Begabte müssen schwitzen

Begabtenförderung: Schwitzen, stampfen, diskutieren und ein Daumenkinotest

Es geht um das Ziehen. Genauer gesagt um das Herausziehen. Nicht ohne Grund heißt das Projekt der Hochbegabtenförderung „Pull-out“. Denn das ist nichts anderes, als sich auf eine bestimmte Gruppe von Schülerinnen und Schülern zu konzentrieren, die sich durch besondere Intelligenz und Leistungsbereitschaft empfohlen haben.
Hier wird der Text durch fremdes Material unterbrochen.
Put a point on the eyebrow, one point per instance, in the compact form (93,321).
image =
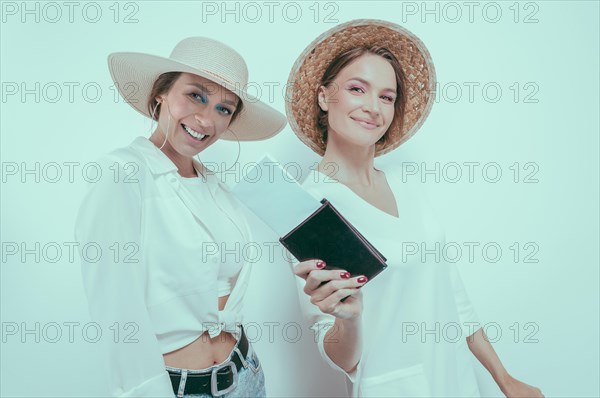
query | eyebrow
(363,81)
(206,90)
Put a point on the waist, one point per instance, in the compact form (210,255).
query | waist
(203,352)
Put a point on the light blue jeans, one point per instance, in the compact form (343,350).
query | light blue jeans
(251,379)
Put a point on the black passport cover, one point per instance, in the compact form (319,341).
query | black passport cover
(328,236)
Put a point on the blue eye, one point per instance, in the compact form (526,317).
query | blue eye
(199,97)
(224,110)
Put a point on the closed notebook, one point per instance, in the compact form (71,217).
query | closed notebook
(310,230)
(328,236)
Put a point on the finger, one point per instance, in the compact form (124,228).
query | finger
(329,304)
(303,268)
(323,291)
(319,277)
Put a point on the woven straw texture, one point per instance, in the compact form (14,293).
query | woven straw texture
(307,72)
(135,73)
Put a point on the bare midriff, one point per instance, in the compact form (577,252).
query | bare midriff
(203,352)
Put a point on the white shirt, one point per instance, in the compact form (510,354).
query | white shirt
(416,313)
(157,276)
(226,235)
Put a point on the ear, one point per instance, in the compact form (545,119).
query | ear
(322,98)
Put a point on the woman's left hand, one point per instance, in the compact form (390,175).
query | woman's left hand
(515,388)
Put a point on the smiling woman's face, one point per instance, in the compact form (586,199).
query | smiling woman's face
(360,101)
(197,112)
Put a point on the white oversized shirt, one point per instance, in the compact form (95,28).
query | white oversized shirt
(416,313)
(154,288)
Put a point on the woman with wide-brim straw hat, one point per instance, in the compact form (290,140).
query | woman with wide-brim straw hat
(171,281)
(358,91)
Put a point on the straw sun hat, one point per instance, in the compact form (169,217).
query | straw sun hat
(135,73)
(305,78)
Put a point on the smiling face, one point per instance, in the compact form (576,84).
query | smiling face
(360,101)
(197,112)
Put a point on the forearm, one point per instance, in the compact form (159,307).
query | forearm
(484,352)
(343,343)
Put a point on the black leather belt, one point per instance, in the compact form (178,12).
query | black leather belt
(219,380)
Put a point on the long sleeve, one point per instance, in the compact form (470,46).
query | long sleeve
(114,282)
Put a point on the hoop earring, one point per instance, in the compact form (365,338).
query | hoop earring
(166,135)
(236,159)
(154,110)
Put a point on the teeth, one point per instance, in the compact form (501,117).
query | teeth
(193,133)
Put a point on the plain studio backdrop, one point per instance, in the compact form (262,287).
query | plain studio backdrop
(508,156)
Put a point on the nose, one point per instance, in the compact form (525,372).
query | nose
(204,120)
(371,104)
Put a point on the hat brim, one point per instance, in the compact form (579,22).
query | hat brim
(134,75)
(308,70)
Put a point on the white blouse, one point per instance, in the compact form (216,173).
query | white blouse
(416,313)
(154,289)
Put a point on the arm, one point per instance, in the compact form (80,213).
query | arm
(484,352)
(337,324)
(343,343)
(480,346)
(111,212)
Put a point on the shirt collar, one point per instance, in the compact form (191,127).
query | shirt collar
(157,161)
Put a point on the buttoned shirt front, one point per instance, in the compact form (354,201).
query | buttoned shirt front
(154,287)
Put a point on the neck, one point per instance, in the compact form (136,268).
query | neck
(352,165)
(185,165)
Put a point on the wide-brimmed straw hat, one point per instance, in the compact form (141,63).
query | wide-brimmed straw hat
(306,75)
(135,73)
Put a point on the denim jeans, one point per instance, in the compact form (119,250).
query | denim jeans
(251,379)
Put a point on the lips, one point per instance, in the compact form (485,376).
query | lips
(195,134)
(366,123)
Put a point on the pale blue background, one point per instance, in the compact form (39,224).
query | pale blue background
(559,133)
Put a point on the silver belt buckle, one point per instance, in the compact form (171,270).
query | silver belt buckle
(214,389)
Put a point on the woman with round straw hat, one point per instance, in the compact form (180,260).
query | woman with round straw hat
(358,91)
(163,288)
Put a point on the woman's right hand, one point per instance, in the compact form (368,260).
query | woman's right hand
(327,288)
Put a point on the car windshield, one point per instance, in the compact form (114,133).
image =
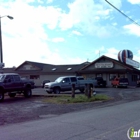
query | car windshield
(59,79)
(2,77)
Diese Kinder zeichnen sich besonders dadurch aus, dass sie ein starkes Interesse an Lerninhalten zeigen, besonders motiviert sind und Zusammenhänge schneller erfassen als Gleichaltrige. Die Begabungen können vielfältig oder ganz spezifisch sein. „Je stärker und gezielter die Begabungen der Kinder gefördert werden, desto besser werden Synapsen im Gehirn gebildet“, erklärt Studienrat Thomas Preußer, der die Hochbegabtenförderung an der Weingartenschule leitet und zu diesem besonderen Tag eingeladen hat.

37 Hoffnungsträger aus den 8. und 9. Klassen sitzen nun am Morgen des 21. Mai erwartungsfroh im Konferenzraum der Weingartenschule und werden von Thomas Preußer und den drei Projektleitern Svenja Ziller, Alfonso Calabro und Baris Agus freundlich begrüßt.
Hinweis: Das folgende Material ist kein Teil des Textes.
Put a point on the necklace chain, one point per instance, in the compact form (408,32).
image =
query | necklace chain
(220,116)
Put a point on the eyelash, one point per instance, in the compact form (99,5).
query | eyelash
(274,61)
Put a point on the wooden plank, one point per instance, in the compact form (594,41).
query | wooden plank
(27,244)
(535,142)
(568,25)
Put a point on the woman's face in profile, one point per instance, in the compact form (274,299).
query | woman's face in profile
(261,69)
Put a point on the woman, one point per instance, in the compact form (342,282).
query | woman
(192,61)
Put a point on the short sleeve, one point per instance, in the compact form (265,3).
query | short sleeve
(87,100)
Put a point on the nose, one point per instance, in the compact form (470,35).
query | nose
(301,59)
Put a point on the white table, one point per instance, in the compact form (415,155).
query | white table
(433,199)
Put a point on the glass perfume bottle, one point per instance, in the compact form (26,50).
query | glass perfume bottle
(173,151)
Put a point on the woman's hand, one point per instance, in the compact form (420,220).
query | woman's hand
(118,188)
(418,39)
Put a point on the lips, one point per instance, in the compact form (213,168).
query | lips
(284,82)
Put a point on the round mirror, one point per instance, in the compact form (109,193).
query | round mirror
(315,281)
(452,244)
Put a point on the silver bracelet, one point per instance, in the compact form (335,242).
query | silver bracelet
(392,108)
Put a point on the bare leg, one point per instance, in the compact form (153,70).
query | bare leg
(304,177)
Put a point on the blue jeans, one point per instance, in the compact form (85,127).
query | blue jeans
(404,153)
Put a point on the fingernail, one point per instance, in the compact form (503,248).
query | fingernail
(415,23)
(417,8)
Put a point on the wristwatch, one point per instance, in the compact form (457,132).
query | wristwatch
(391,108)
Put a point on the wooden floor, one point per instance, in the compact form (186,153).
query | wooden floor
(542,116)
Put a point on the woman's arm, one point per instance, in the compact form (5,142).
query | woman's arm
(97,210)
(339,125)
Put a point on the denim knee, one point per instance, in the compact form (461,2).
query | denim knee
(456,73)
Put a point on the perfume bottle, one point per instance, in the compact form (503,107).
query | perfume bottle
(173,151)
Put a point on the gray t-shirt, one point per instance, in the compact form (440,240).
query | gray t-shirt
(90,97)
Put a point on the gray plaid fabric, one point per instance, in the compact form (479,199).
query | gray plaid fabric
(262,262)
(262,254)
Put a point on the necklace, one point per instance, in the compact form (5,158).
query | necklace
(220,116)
Die Schülerinnen und Schüler kommen von der Heinrich-Böll-Schule in Hattersheim, der Gesamtschule Fischbach in Kelkheim, der  Mendelssohn-Bartholdy-Schule in Sulzbach und der Weingartenschule in Kriftel. Diese fünf Schulen haben sich zum Netzwerk für Hochbegabung im Main-Taunus-Kreis zusammengeschlossen. Einen ganzen Tag lang sollen nun die Jugendlichen drei verschiedene Projekte außerhalb des herkömmlichen Schulalltags durchlaufen.

Den Zumba spüren

Das Projekt „Zumba“, vorgestellt und geleitet von Alfonso Calabro, der Englisch und Deutsch an der Weingartenschule unterrichtet, bringt Musik, Rhythmus und Koordination zusammen. Die Gruppe, die etwa zur Hälfte aus Mädchen und Jungen besteht, stellt sich schnell im Halbkreis auf und lauscht den theoretischen Ausführungen des Leiters: „Zumba ist zu 20 Prozent Theorie und zu 80 Prozent Bewegung“,  führt der quirlige Calabro aus. Und so soll es ja auch sein: Bei dem 1980 erfundenen Mix aus Tanz- und Intervalltraining kommt es auf die schnelle Umsetzung der Tanzfiguren und die Bewegungen des Vortänzers an. Das läuft schon ganz gut. Für die die jungen Teilnehmer heißt es schwitzen, stampfen und den Rhythmus spüren.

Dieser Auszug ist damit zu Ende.